Our Commitment on George Floyd Remembrance Day

Five years after the murder of George Floyd, the global movement his murder sparked a reckoning over police misconduct and racism that today is itself under attack.   

The moves by the Justice Department to roll back police accountability agreements with Minneapolis and Louisville and close investigations into other local police departments, including Phoenix, Memphis, and Oklahoma City, reveal their new priorities. 

The proof that those agencies had violated the Constitution has now been officially denied, with the decision by Harmeet K. Dhillon, the head of the Justice Department’s civil rights division, retracting those conclusions. 

Dhillon has said her priority is to reshape the definition of civil rights, discarding a focus on racial discrimination and instead focusing on alleged antisemitism on liberal college campuses, while looking for more ways to shred diversity initiatives and other programs opposed by the Trump Administration.   

And now, some in Congress, like Marjorie Taylor Greene, are asking Donald Trump to pardon Minneapolis police officer Derek Chauvin for the murder of George Floyd. 

Today, on this fifth anniversary of George Floyd’s death, people are asking if the brutality of the nine minutes and 29 seconds that Derek Chauvin’s knee was on George Floyd’s neck has changed anything.  NOW members know that the work of unlearning racism and fixing a broken system won’t happen overnight.  That’s why today we keep fighting to stop the backlash against D.E.I. initiatives that themselves are part of the legacy of George Floyd. 
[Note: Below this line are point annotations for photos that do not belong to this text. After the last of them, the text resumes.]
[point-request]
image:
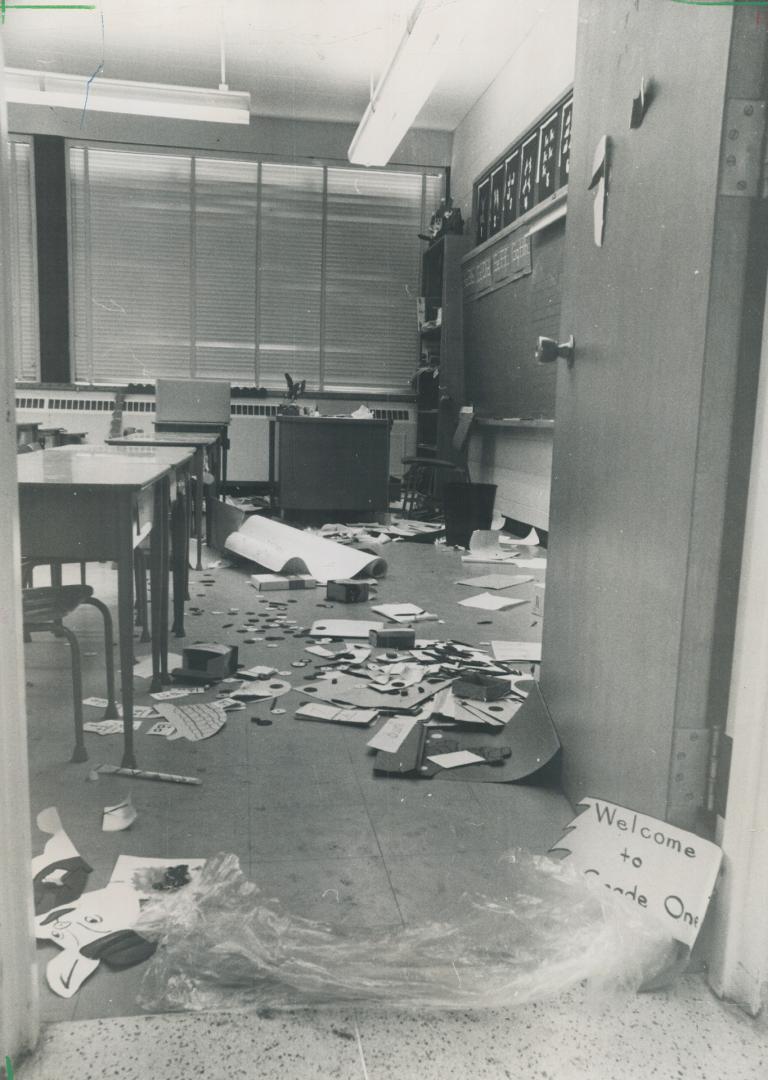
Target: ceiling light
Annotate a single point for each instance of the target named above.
(432, 37)
(118, 95)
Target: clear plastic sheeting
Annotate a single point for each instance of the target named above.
(223, 944)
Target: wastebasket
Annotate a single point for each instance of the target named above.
(468, 507)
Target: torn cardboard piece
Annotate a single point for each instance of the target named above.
(59, 874)
(284, 550)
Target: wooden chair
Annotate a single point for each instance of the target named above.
(44, 609)
(425, 476)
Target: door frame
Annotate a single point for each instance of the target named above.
(19, 1011)
(739, 952)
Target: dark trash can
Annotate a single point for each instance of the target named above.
(468, 507)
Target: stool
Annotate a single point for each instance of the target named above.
(43, 610)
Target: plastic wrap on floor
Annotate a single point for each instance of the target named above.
(224, 945)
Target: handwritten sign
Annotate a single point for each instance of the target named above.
(665, 872)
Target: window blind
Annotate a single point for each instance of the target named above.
(191, 264)
(24, 260)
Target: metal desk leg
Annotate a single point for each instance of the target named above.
(179, 556)
(125, 626)
(156, 582)
(164, 580)
(199, 489)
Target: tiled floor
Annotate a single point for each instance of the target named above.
(299, 805)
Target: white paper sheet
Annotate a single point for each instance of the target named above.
(193, 723)
(496, 580)
(487, 603)
(108, 727)
(332, 714)
(392, 734)
(516, 650)
(456, 758)
(285, 550)
(344, 628)
(127, 866)
(120, 817)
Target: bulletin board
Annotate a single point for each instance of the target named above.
(501, 325)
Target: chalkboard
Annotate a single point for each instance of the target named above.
(501, 326)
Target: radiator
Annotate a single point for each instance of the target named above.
(248, 431)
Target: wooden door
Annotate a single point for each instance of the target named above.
(654, 418)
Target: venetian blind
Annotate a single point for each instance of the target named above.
(191, 264)
(24, 260)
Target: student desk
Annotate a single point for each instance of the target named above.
(201, 443)
(96, 503)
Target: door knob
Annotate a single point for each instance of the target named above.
(548, 350)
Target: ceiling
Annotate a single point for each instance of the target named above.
(310, 59)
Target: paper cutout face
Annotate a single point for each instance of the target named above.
(95, 928)
(59, 874)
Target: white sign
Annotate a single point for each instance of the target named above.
(663, 871)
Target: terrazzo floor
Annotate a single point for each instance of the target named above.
(299, 806)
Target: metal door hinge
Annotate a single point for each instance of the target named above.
(718, 772)
(742, 163)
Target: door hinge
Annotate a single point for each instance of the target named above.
(742, 160)
(718, 772)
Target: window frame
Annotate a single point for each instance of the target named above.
(193, 154)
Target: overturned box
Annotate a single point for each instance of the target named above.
(393, 637)
(347, 590)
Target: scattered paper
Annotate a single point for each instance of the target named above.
(135, 872)
(162, 728)
(400, 612)
(108, 727)
(392, 734)
(194, 721)
(285, 550)
(456, 758)
(516, 650)
(177, 691)
(487, 603)
(496, 580)
(332, 714)
(120, 817)
(344, 628)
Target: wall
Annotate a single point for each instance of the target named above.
(286, 138)
(537, 73)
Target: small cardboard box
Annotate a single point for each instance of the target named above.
(393, 637)
(480, 687)
(347, 591)
(270, 582)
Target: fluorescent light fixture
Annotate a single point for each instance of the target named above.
(433, 34)
(120, 95)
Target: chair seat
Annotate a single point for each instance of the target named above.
(48, 604)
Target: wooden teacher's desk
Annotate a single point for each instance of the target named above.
(96, 503)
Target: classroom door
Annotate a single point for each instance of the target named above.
(654, 419)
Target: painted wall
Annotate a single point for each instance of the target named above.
(539, 70)
(286, 139)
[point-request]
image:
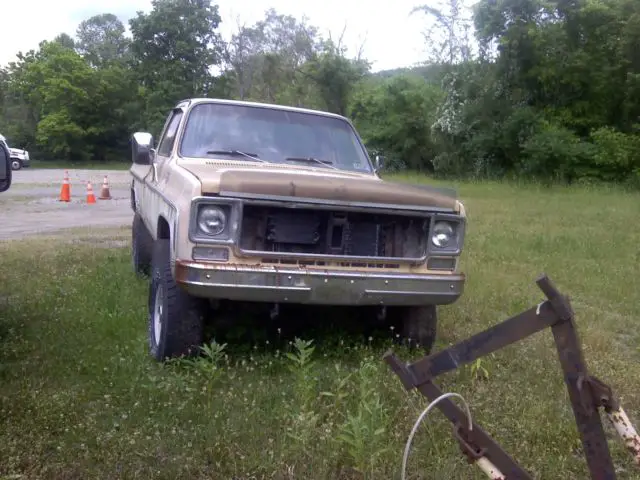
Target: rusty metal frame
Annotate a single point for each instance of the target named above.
(586, 392)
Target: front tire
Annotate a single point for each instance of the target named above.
(176, 319)
(417, 325)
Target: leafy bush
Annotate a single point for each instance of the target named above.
(616, 154)
(555, 152)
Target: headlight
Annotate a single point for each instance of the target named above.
(442, 234)
(211, 220)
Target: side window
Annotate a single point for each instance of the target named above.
(169, 138)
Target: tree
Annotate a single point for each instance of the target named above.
(101, 40)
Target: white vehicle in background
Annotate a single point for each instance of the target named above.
(19, 157)
(5, 168)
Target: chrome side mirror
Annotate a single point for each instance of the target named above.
(142, 151)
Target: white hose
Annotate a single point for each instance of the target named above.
(421, 417)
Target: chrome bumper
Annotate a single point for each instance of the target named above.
(297, 285)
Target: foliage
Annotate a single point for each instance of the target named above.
(548, 89)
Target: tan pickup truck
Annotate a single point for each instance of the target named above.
(249, 202)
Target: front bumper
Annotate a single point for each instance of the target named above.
(299, 285)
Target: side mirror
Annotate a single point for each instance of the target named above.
(5, 168)
(142, 148)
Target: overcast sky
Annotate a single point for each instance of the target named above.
(392, 36)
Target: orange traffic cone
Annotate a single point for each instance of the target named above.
(104, 193)
(65, 191)
(91, 198)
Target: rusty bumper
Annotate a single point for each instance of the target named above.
(326, 287)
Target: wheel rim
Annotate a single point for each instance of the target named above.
(157, 314)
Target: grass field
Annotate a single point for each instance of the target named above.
(80, 398)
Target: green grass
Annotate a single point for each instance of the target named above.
(80, 398)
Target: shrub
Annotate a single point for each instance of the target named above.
(616, 154)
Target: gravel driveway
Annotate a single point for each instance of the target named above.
(31, 204)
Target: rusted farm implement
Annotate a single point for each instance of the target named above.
(586, 393)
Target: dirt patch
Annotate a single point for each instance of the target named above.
(31, 206)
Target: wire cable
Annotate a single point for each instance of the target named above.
(422, 416)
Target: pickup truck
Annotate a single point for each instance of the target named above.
(243, 202)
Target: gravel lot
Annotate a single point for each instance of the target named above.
(31, 205)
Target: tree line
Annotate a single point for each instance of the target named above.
(546, 89)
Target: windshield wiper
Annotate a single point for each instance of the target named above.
(327, 163)
(236, 153)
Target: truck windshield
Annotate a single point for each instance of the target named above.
(273, 135)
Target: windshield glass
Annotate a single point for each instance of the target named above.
(273, 135)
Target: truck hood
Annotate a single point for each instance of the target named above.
(327, 185)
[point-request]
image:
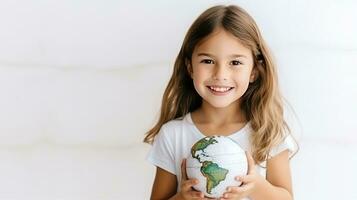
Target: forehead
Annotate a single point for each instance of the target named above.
(221, 43)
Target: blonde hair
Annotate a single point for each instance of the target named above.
(262, 102)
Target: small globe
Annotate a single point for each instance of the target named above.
(215, 161)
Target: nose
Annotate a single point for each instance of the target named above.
(220, 72)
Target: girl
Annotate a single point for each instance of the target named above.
(224, 83)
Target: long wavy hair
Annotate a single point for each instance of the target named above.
(262, 102)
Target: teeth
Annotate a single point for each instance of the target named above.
(219, 89)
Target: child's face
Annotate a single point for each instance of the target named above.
(221, 60)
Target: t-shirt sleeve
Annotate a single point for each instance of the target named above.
(287, 144)
(161, 153)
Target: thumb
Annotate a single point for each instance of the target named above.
(251, 163)
(183, 170)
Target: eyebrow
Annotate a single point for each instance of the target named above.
(231, 56)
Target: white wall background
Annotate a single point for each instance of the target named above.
(81, 81)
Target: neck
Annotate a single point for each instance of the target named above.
(220, 116)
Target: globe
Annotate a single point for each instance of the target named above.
(215, 161)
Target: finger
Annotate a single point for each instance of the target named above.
(244, 189)
(245, 179)
(198, 195)
(186, 185)
(251, 163)
(183, 170)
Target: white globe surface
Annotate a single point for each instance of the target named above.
(215, 161)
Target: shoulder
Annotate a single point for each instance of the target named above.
(287, 143)
(171, 128)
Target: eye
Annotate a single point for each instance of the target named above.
(207, 61)
(236, 62)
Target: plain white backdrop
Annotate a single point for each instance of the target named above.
(81, 82)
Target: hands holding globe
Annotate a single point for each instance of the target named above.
(218, 168)
(249, 184)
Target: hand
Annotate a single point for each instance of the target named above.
(250, 182)
(186, 191)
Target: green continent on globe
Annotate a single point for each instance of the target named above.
(201, 145)
(213, 173)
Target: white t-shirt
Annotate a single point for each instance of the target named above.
(176, 137)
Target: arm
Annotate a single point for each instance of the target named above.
(278, 184)
(165, 185)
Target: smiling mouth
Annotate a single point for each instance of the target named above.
(219, 89)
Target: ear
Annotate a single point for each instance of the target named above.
(253, 75)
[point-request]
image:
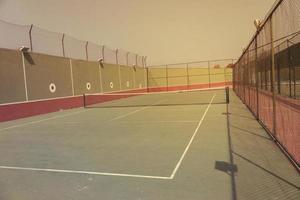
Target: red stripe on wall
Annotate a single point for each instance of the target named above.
(27, 109)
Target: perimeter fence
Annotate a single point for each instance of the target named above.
(191, 75)
(267, 75)
(13, 36)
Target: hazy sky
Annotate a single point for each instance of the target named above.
(167, 31)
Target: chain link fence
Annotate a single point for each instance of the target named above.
(13, 36)
(267, 75)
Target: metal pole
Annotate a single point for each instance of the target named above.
(119, 66)
(290, 73)
(249, 76)
(30, 37)
(187, 76)
(103, 50)
(147, 74)
(256, 79)
(208, 64)
(273, 74)
(127, 55)
(86, 51)
(278, 74)
(63, 45)
(167, 78)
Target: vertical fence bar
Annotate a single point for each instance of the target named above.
(25, 77)
(273, 74)
(167, 78)
(290, 69)
(30, 37)
(63, 45)
(86, 51)
(278, 70)
(147, 78)
(208, 66)
(72, 79)
(256, 79)
(119, 66)
(100, 70)
(187, 76)
(249, 76)
(103, 49)
(127, 55)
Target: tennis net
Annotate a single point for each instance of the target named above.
(175, 98)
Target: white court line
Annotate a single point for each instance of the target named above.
(192, 139)
(110, 174)
(84, 172)
(175, 121)
(133, 112)
(73, 113)
(42, 120)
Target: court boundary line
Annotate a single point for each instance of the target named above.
(192, 139)
(73, 113)
(42, 120)
(84, 172)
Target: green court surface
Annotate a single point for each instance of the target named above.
(192, 151)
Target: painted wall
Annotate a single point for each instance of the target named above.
(167, 31)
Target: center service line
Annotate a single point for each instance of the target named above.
(192, 139)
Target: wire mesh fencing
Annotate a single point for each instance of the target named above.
(267, 75)
(38, 40)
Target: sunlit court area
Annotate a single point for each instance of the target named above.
(149, 100)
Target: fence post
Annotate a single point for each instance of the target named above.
(187, 76)
(119, 66)
(167, 78)
(127, 55)
(273, 74)
(208, 65)
(290, 73)
(86, 50)
(103, 53)
(30, 37)
(63, 45)
(147, 78)
(25, 76)
(249, 81)
(256, 80)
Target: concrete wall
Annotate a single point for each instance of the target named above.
(12, 87)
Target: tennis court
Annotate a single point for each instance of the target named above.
(173, 145)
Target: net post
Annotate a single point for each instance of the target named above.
(187, 76)
(84, 103)
(256, 78)
(147, 77)
(208, 65)
(227, 95)
(167, 78)
(273, 75)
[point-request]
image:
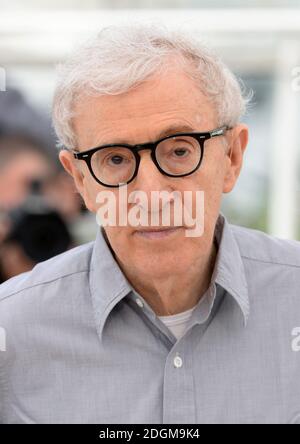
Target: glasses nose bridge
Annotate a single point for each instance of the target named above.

Here’s what Marc Morial, President and CEO of National Urban League, says about whether George Floyd’s murder was a moment or a movement.  As he says, 

“History will judge us – not by how we responded in the days after George Floyd’s death, but by what we are building five, ten, and twenty years later. The fight for justice, safety, and dignity is far from over—and the stakes for our democracy could not be higher.” 

NOW members will always be there to answer this call of history and justice.